Le ministre de l’Intérieur s’est dit « scandalisé par le travail de sape de la République des militants de Génération identitaire » après une nouvelle opération anti-migrants du groupuscule d’extrême-droite dans les Pyrénées.

Non seulement M. Darmanin est scandalisé mais il a « demandé aux services du ministère de l’intérieur de réunir les éléments qui permettraient (…) de proposer la dissolution de Génération identitaire » (voir ici).
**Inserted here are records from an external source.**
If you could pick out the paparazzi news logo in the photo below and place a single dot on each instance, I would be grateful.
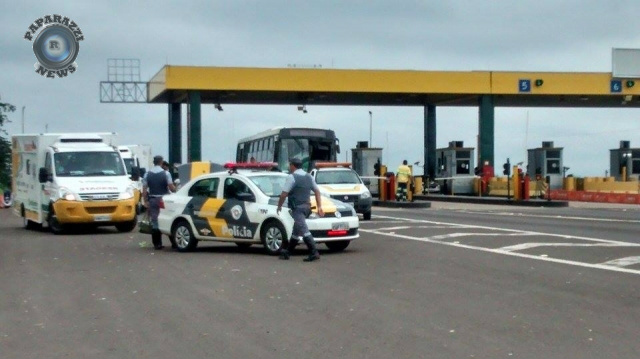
(55, 44)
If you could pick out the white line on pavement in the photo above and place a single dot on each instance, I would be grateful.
(514, 254)
(622, 262)
(523, 246)
(591, 219)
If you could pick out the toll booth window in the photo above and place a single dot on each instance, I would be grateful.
(48, 163)
(553, 166)
(463, 154)
(553, 154)
(205, 188)
(463, 167)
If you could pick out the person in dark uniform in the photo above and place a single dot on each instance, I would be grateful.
(296, 190)
(155, 184)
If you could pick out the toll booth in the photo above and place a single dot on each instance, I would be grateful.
(546, 161)
(363, 161)
(625, 162)
(454, 168)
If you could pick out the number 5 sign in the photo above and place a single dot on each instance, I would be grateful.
(524, 85)
(616, 86)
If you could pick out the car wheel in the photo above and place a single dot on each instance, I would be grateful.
(127, 226)
(183, 236)
(272, 235)
(29, 224)
(54, 225)
(337, 246)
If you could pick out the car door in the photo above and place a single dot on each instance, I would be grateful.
(203, 207)
(239, 200)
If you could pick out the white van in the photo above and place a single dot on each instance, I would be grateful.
(339, 181)
(71, 178)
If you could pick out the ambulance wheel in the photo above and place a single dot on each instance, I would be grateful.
(52, 221)
(127, 226)
(183, 236)
(337, 246)
(272, 235)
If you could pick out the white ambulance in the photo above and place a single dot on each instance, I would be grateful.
(66, 179)
(339, 181)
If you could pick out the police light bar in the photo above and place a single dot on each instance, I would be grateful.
(250, 166)
(332, 164)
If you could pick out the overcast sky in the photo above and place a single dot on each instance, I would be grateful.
(523, 35)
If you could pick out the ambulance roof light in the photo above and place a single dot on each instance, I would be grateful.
(234, 166)
(332, 164)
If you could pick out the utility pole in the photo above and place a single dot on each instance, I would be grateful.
(370, 128)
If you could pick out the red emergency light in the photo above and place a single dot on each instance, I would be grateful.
(332, 164)
(342, 232)
(250, 166)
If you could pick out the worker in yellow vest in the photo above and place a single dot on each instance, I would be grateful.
(403, 176)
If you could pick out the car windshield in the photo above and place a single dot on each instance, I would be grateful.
(129, 163)
(337, 177)
(269, 185)
(84, 164)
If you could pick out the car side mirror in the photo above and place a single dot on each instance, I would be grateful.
(43, 175)
(246, 197)
(135, 173)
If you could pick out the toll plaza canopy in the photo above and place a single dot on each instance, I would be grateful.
(316, 86)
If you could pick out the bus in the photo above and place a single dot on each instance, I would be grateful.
(282, 143)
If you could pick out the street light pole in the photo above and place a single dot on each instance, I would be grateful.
(370, 128)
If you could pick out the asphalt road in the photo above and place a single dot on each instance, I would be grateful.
(451, 281)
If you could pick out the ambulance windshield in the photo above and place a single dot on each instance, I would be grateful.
(337, 177)
(85, 164)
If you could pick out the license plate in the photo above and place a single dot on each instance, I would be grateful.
(102, 218)
(340, 226)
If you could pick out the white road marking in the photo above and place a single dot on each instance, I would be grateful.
(514, 254)
(591, 219)
(523, 246)
(522, 232)
(622, 262)
(392, 228)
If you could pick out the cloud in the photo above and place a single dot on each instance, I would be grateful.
(572, 36)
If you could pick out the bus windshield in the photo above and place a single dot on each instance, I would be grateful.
(281, 144)
(84, 164)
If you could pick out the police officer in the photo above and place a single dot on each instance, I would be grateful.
(155, 184)
(296, 189)
(403, 176)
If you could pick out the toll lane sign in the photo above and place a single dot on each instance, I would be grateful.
(616, 86)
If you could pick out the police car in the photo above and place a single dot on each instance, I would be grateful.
(338, 181)
(239, 206)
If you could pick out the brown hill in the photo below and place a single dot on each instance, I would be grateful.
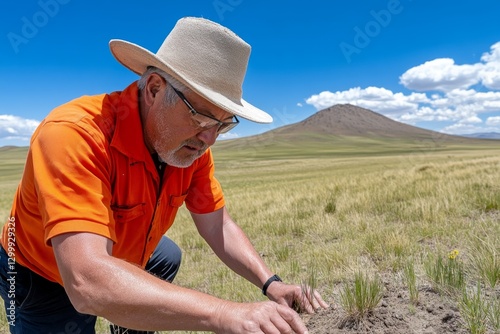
(344, 130)
(350, 120)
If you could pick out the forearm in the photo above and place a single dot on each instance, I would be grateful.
(100, 284)
(130, 297)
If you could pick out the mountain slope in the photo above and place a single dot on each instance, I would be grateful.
(349, 120)
(343, 130)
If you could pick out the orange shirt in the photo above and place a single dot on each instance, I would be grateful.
(88, 170)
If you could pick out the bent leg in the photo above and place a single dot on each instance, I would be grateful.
(164, 263)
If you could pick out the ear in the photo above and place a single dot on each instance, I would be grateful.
(153, 85)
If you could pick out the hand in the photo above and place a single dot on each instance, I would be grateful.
(263, 317)
(301, 298)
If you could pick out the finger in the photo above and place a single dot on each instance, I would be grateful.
(320, 300)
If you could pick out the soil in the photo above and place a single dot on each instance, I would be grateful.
(434, 314)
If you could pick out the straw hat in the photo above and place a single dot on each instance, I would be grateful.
(205, 56)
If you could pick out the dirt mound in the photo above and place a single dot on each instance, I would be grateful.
(434, 314)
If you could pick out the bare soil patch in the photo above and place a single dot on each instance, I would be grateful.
(433, 314)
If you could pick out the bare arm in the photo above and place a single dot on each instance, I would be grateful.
(99, 284)
(232, 246)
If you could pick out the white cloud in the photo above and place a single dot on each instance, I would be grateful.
(228, 135)
(490, 74)
(493, 121)
(375, 98)
(16, 128)
(441, 74)
(450, 99)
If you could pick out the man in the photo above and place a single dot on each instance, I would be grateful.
(103, 180)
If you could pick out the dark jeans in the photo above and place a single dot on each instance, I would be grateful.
(36, 305)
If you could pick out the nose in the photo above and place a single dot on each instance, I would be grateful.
(208, 136)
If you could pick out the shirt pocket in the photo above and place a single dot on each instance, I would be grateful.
(125, 213)
(177, 201)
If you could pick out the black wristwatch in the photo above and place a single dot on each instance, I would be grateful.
(274, 278)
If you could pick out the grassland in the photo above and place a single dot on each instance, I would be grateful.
(310, 211)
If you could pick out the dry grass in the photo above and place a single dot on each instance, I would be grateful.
(345, 215)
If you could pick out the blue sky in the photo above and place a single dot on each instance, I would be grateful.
(432, 64)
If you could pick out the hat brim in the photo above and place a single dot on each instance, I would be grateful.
(138, 59)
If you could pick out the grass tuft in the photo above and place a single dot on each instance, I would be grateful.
(361, 297)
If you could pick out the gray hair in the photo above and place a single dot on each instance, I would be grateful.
(170, 96)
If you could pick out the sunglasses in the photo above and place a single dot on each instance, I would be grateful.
(205, 121)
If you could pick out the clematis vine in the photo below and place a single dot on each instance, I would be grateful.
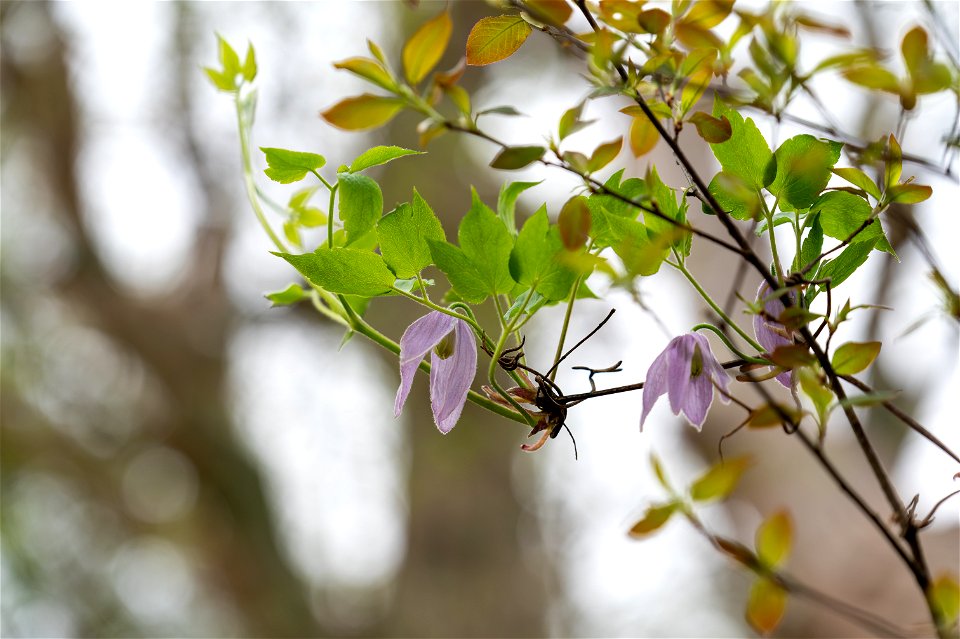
(453, 364)
(687, 371)
(770, 333)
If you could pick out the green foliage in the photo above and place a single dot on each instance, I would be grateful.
(361, 204)
(379, 155)
(344, 270)
(534, 263)
(404, 234)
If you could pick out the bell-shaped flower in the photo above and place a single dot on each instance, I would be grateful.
(686, 371)
(769, 332)
(453, 364)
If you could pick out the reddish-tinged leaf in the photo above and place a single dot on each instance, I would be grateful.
(362, 112)
(774, 538)
(853, 357)
(556, 12)
(653, 519)
(720, 480)
(425, 47)
(496, 38)
(908, 193)
(574, 222)
(368, 70)
(765, 606)
(653, 20)
(712, 129)
(860, 179)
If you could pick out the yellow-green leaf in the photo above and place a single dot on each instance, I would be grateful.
(604, 154)
(362, 112)
(368, 69)
(945, 595)
(774, 538)
(707, 14)
(556, 12)
(853, 357)
(643, 136)
(765, 606)
(574, 222)
(655, 517)
(425, 47)
(720, 480)
(712, 129)
(495, 38)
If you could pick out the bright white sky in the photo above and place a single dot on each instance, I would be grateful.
(144, 210)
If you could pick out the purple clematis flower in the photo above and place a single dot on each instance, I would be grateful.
(453, 363)
(770, 333)
(686, 370)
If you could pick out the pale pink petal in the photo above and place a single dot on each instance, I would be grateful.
(421, 336)
(655, 384)
(450, 378)
(680, 378)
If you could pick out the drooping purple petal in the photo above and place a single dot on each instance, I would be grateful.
(450, 378)
(679, 377)
(689, 388)
(769, 333)
(655, 384)
(421, 336)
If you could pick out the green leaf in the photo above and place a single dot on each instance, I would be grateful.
(344, 270)
(379, 155)
(803, 170)
(495, 38)
(507, 200)
(765, 606)
(842, 214)
(604, 155)
(655, 517)
(735, 196)
(487, 243)
(720, 480)
(361, 204)
(362, 112)
(517, 157)
(404, 235)
(746, 154)
(846, 264)
(774, 538)
(425, 47)
(711, 129)
(853, 357)
(908, 193)
(534, 260)
(290, 295)
(463, 275)
(859, 179)
(290, 166)
(812, 245)
(249, 68)
(574, 223)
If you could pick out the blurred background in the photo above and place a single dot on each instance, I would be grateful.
(179, 459)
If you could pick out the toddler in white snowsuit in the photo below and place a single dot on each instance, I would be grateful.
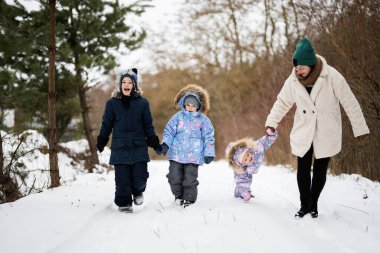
(245, 156)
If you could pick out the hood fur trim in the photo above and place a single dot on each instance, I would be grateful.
(233, 146)
(117, 94)
(201, 92)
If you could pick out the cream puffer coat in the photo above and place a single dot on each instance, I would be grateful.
(317, 119)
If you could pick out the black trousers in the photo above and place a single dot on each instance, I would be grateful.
(311, 188)
(130, 180)
(183, 180)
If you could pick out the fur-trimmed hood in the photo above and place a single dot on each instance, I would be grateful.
(232, 147)
(201, 92)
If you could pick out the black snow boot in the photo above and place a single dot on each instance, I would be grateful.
(313, 209)
(302, 212)
(126, 209)
(187, 203)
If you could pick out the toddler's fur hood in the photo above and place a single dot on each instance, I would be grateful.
(201, 92)
(233, 146)
(117, 93)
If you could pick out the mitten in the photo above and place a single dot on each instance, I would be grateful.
(101, 143)
(153, 142)
(208, 159)
(247, 196)
(164, 148)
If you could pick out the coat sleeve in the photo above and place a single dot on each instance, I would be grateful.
(108, 120)
(267, 140)
(170, 130)
(351, 106)
(208, 137)
(148, 121)
(282, 105)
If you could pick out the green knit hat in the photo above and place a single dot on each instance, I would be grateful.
(304, 54)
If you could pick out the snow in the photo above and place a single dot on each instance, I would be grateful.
(80, 216)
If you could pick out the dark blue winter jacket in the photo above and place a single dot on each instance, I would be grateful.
(130, 127)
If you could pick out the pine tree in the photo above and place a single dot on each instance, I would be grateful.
(91, 30)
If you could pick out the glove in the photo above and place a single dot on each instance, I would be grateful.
(270, 131)
(164, 148)
(153, 142)
(101, 143)
(208, 159)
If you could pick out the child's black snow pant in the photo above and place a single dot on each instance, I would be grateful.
(310, 189)
(130, 181)
(183, 180)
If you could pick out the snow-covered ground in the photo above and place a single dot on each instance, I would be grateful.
(80, 216)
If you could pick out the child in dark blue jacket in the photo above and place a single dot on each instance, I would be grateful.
(127, 115)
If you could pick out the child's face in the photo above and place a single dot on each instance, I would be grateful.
(126, 86)
(190, 108)
(247, 158)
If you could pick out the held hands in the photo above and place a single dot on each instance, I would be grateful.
(208, 159)
(101, 143)
(163, 149)
(153, 142)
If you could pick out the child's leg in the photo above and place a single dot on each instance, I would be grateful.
(123, 181)
(190, 182)
(175, 178)
(139, 178)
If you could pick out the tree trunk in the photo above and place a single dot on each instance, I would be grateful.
(53, 157)
(87, 128)
(1, 155)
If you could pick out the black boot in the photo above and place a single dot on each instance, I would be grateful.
(313, 209)
(303, 211)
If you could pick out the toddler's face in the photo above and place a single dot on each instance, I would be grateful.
(190, 108)
(126, 86)
(247, 158)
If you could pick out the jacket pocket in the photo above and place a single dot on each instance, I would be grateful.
(140, 142)
(118, 143)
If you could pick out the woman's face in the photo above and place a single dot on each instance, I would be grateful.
(303, 71)
(126, 86)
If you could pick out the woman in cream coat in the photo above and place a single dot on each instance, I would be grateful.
(317, 89)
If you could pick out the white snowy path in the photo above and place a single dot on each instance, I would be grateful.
(81, 217)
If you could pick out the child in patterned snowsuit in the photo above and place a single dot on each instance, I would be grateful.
(245, 156)
(189, 137)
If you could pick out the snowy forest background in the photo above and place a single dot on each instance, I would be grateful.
(240, 51)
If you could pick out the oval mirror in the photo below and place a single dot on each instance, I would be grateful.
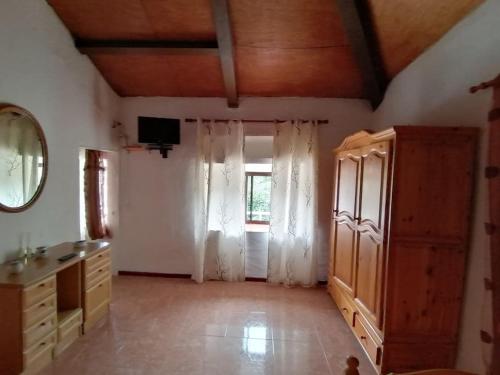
(23, 159)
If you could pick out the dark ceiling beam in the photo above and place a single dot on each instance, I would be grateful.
(220, 9)
(165, 47)
(361, 35)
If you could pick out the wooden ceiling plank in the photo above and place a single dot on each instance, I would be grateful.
(220, 9)
(166, 47)
(355, 18)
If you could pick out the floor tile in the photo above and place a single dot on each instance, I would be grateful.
(167, 326)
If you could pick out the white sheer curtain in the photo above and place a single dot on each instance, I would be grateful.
(292, 238)
(219, 202)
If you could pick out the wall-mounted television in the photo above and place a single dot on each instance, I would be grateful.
(155, 130)
(159, 133)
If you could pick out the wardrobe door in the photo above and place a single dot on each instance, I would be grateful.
(344, 218)
(369, 268)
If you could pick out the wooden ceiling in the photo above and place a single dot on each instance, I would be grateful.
(310, 48)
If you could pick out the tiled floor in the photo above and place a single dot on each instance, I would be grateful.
(166, 326)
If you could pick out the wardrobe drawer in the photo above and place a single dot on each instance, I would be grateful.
(36, 313)
(93, 278)
(97, 295)
(96, 261)
(39, 291)
(39, 330)
(40, 354)
(369, 344)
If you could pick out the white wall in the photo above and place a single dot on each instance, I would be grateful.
(41, 71)
(434, 91)
(155, 220)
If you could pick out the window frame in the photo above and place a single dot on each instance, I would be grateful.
(252, 174)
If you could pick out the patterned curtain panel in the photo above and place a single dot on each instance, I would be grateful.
(293, 223)
(94, 189)
(219, 202)
(490, 333)
(493, 224)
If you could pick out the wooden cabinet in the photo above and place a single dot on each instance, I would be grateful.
(41, 307)
(400, 229)
(97, 292)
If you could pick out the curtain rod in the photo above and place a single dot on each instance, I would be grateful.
(264, 121)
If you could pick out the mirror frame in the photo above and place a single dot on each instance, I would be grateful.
(21, 111)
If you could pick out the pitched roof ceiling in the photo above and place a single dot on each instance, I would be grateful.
(281, 47)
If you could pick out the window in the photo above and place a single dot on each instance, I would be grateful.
(258, 208)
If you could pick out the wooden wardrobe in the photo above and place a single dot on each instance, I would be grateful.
(401, 218)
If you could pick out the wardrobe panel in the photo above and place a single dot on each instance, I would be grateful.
(347, 185)
(425, 290)
(372, 187)
(344, 246)
(432, 177)
(369, 276)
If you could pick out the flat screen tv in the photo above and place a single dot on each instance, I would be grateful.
(159, 131)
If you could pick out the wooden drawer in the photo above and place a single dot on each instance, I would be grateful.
(346, 308)
(70, 328)
(38, 292)
(97, 295)
(93, 263)
(96, 315)
(93, 278)
(36, 313)
(369, 344)
(67, 324)
(40, 354)
(39, 330)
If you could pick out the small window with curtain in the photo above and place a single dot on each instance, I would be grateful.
(258, 195)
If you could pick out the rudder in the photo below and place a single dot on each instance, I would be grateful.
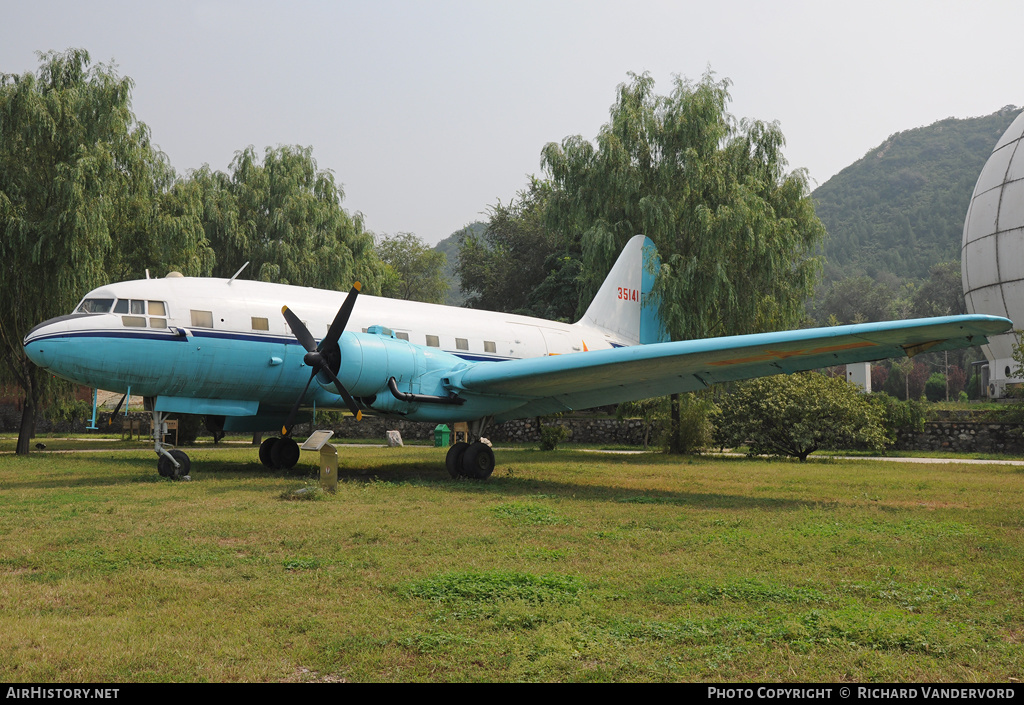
(625, 306)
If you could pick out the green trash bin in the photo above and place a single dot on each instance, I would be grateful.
(442, 436)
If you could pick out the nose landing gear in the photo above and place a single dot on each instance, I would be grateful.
(474, 459)
(279, 454)
(171, 462)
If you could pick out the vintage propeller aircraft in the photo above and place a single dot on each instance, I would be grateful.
(246, 355)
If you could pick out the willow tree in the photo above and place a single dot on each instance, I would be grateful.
(735, 232)
(284, 216)
(84, 199)
(414, 271)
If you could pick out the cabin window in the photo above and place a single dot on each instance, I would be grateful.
(202, 319)
(95, 305)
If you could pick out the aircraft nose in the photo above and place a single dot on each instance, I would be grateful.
(37, 351)
(40, 342)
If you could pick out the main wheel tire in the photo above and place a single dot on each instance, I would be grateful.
(285, 454)
(478, 461)
(265, 451)
(454, 459)
(167, 468)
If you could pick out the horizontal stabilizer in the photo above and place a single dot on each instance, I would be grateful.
(586, 379)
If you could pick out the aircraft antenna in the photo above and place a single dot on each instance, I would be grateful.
(238, 273)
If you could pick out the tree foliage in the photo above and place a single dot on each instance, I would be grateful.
(735, 233)
(284, 215)
(795, 415)
(83, 194)
(520, 264)
(414, 271)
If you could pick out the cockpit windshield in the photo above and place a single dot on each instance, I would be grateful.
(95, 305)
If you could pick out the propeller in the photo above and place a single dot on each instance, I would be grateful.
(318, 357)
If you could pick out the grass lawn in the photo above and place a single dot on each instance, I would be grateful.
(564, 566)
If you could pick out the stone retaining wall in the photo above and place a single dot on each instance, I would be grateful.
(951, 436)
(965, 437)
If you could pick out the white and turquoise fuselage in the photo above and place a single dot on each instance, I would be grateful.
(220, 346)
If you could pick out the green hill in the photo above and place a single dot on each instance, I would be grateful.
(899, 210)
(450, 246)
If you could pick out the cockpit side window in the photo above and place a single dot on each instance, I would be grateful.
(137, 308)
(95, 305)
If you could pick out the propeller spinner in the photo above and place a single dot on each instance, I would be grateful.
(318, 356)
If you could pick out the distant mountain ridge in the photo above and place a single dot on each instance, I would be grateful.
(450, 246)
(899, 209)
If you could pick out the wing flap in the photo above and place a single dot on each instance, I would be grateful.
(584, 379)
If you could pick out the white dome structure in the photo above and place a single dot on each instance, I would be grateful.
(992, 252)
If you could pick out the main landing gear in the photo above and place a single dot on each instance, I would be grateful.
(279, 454)
(474, 459)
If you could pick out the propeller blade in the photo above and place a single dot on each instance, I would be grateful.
(114, 413)
(352, 406)
(313, 357)
(341, 320)
(299, 330)
(295, 407)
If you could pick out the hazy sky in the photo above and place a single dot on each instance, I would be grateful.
(429, 112)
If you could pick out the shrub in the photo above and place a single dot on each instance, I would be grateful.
(798, 414)
(935, 387)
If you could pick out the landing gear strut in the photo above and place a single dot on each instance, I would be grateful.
(474, 459)
(279, 454)
(170, 461)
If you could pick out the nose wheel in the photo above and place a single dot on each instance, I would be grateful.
(171, 462)
(474, 460)
(279, 454)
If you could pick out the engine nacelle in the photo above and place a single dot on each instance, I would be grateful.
(370, 360)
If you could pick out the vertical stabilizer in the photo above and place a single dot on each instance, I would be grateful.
(624, 306)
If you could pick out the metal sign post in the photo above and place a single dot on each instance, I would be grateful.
(329, 458)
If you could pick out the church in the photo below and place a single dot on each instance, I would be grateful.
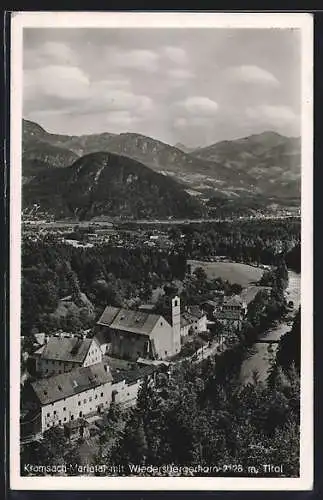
(140, 334)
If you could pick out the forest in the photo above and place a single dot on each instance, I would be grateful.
(197, 416)
(110, 274)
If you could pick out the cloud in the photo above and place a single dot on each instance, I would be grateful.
(199, 106)
(121, 119)
(179, 77)
(175, 54)
(50, 53)
(140, 59)
(251, 74)
(124, 101)
(65, 82)
(274, 115)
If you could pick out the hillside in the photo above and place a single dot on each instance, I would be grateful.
(199, 176)
(274, 161)
(108, 184)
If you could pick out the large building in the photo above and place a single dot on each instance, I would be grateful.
(63, 398)
(60, 355)
(140, 334)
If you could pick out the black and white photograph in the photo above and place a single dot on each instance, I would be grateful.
(161, 251)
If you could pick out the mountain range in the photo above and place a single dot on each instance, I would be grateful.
(108, 184)
(265, 167)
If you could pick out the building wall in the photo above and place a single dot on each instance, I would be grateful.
(166, 344)
(67, 409)
(199, 325)
(231, 324)
(94, 354)
(49, 367)
(176, 324)
(130, 345)
(185, 330)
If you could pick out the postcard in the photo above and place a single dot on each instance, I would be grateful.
(161, 302)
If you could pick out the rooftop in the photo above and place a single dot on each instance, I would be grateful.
(249, 293)
(139, 322)
(65, 349)
(49, 390)
(228, 315)
(232, 301)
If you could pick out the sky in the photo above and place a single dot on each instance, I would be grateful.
(194, 86)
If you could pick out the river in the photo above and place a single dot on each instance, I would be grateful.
(261, 354)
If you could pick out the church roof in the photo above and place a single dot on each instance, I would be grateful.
(128, 320)
(65, 349)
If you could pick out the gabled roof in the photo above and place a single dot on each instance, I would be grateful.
(108, 315)
(249, 293)
(127, 320)
(228, 315)
(65, 349)
(49, 390)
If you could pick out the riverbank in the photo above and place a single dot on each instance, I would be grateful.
(262, 354)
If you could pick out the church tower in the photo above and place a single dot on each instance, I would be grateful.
(176, 324)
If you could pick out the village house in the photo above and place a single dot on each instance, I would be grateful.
(59, 355)
(233, 310)
(140, 334)
(66, 397)
(195, 318)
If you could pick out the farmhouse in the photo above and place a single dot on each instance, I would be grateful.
(63, 398)
(59, 355)
(196, 321)
(141, 334)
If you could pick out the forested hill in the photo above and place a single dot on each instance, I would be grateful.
(273, 160)
(108, 184)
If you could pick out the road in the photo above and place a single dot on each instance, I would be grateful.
(262, 354)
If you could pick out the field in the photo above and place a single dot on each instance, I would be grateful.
(233, 272)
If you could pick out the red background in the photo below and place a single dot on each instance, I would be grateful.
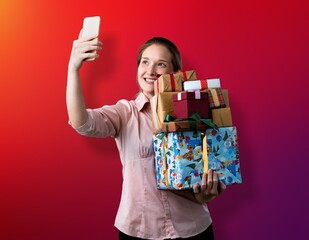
(55, 184)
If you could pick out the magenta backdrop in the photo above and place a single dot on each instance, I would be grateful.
(55, 184)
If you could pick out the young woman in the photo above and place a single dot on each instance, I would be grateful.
(144, 211)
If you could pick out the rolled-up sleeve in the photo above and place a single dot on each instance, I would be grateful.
(105, 121)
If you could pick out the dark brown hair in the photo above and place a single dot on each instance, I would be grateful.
(176, 57)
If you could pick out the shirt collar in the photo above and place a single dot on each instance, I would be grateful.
(141, 100)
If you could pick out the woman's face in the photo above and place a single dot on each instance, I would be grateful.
(156, 60)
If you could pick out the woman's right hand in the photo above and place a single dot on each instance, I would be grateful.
(84, 49)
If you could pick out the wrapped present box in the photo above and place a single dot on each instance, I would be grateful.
(161, 106)
(223, 154)
(201, 84)
(186, 125)
(222, 117)
(168, 83)
(178, 159)
(187, 103)
(216, 98)
(173, 82)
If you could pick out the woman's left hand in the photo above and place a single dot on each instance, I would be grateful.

Comment ne pas le comprendre ? Le monopole de la violence contre les réfugiés, il entend bien le conserver et ne pas se laisser doubler par de redoutables imitateurs. Force doit rester non pas à la loi, mais à ceux qui la bafouent en exécutant les ordres reçus de la place Beauvau : le préfet Lallement et ses chasses à l'homme dans les rues de Paris, le préfet du Pas-de-Calais et ses raids à Grande-Synthe pour lacérer les tentes des réfugiés et saisir les quelques affaires qui leur appartiennent, le préfet des Alpes-Maritimes et ses falsifications des actes de naissance de mineurs pour les reconduire manu militari à la frontière italienne.

En Macronie, les migrants, on les laisse se noyer en Méditerranée ou bien on envoie la police les harceler et les tabasser lorsqu'ils sont sur le sol français. Si le gouvernement continuait de tolérer que des groupuscules fassent de même, les électeurs d’extrême-droite que courtisent assidûment MM. Macron et Darmanin pourraient les soupçonner de faiblesse dans la chasse aux réfugiés. Et de cela, il ne saurait être question.

Si Génération Identitaire venait à être dissoute, tout espoir ne serait pas perdu pour ses militants. Ils pourraient s’engager dans la police et y continuer leur besogne avec la bénédiction du ministre de l’Intérieur.